Korean name
- Hangul: 동포역
- Hanja: 東浦驛
- Revised Romanization: Dongpo-yeok
- McCune–Reischauer: Tongp'o-yŏk

General information
- Location: Tongp'o-rodongjagu, Hoeryŏng, North Hamgyŏng North Korea
- Owner: Korean State Railway
- Line: Hambuk Line

History
- Opened: 1922
- Original company: Tomun Railway

Services
| Preceding station | Korean State Railway |  |  | Following station |
| Chongsŏng Terminus |  | Tongp'o Line |  | Terminus |

Location

= Tongpo station =

Railway station on Hambuk Line, North Korea

Tongp'o station is a railway station in Sech'ŏn-dong, Hoeryŏng county, North Hamgyŏng province, North Korea on the Sech'ŏn branch of the Hambuk Line of the Korean State Railway.

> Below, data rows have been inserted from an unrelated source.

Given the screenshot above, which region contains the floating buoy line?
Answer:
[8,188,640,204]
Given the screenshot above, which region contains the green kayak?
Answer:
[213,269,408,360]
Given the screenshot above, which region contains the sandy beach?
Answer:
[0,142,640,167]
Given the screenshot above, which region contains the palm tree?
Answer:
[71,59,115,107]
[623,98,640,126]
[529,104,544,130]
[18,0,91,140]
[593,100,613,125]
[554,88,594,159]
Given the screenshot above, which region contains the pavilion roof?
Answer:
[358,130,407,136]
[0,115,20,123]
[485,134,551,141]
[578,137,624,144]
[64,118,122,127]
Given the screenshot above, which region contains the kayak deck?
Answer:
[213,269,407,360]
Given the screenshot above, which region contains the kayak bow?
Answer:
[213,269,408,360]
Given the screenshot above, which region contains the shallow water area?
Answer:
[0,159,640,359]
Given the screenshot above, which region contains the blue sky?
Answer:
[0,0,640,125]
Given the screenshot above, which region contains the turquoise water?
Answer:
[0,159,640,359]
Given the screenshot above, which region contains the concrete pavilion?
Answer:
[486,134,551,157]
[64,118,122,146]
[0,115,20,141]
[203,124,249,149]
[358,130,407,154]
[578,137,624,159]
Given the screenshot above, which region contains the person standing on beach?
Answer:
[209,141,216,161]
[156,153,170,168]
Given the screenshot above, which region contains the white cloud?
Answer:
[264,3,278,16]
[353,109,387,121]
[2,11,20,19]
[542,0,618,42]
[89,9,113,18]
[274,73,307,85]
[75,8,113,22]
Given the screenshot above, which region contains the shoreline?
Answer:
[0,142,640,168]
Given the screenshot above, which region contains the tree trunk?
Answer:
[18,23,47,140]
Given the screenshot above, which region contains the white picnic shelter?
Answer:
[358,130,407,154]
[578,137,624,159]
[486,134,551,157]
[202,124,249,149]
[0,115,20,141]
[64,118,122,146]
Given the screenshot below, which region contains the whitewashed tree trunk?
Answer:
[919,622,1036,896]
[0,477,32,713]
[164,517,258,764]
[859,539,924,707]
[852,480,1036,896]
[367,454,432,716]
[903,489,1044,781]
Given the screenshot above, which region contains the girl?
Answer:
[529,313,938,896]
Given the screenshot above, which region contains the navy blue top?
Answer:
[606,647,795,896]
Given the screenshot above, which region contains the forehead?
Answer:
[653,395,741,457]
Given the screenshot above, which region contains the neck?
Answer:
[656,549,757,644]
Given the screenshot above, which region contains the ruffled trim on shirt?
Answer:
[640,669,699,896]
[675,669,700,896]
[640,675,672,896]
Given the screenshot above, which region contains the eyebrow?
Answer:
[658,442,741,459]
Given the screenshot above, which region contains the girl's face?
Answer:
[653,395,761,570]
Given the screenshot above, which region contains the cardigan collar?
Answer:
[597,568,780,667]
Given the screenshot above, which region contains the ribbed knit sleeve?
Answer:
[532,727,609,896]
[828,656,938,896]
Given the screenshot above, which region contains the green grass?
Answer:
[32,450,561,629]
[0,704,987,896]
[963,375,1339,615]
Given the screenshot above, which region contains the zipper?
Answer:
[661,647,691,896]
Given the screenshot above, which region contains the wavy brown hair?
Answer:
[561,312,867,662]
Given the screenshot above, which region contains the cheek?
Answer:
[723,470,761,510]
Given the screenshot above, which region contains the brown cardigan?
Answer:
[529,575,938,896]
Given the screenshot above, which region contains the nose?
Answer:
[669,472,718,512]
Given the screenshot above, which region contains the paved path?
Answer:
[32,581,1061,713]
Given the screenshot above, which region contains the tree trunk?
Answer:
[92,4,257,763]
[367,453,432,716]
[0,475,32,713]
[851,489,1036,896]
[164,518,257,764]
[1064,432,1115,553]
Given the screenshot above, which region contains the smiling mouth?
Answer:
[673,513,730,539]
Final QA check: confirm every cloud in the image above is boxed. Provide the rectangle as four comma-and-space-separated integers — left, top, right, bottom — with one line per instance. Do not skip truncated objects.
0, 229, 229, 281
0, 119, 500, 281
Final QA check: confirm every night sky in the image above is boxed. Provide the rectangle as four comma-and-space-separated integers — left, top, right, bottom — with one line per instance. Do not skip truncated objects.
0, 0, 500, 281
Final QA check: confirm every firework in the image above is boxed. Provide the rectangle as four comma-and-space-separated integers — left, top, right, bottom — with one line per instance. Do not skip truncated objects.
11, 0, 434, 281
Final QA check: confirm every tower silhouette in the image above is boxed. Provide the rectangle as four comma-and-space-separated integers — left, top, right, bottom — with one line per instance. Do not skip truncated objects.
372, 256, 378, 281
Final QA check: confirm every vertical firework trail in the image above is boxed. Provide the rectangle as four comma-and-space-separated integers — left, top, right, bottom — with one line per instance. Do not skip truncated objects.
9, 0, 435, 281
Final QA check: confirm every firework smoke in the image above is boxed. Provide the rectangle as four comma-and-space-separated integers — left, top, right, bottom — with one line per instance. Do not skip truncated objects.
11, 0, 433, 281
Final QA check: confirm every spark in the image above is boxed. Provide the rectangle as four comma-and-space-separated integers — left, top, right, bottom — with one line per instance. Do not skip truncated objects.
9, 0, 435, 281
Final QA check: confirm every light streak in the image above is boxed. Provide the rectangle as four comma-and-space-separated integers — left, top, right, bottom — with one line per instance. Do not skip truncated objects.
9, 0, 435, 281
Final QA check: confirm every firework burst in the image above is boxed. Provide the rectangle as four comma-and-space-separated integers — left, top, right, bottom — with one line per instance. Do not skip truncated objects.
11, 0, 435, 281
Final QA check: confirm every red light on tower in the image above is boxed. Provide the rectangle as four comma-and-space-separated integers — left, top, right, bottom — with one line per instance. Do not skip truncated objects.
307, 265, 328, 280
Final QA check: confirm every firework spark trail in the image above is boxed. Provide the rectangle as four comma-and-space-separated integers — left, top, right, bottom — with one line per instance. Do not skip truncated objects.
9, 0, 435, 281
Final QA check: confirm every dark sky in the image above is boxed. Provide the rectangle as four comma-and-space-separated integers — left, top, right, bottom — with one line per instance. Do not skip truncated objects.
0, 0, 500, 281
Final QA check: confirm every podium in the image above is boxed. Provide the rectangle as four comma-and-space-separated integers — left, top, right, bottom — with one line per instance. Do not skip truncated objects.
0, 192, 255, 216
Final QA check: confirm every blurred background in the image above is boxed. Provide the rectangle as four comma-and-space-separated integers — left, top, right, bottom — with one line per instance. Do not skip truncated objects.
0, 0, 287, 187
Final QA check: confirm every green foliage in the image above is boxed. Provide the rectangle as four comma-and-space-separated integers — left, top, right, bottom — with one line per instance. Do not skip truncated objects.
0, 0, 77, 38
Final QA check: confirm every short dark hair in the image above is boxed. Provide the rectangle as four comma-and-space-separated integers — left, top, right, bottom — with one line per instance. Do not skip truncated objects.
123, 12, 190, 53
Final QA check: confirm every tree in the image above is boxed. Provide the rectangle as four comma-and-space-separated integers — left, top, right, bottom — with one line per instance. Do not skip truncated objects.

The station was opened in 1922 by the privately owned Tomun Railway Company, at the same time as the rest of the second stage of its mainline, from Sangsambong to Chongsŏng Station. It was subsequently nationalised by the Chosen Government Railway in 1929, and from 1934 to 1940 it was managed by the South Manchuria Railway. Finally, after the partition of Korea it became part of the Korean State Railway.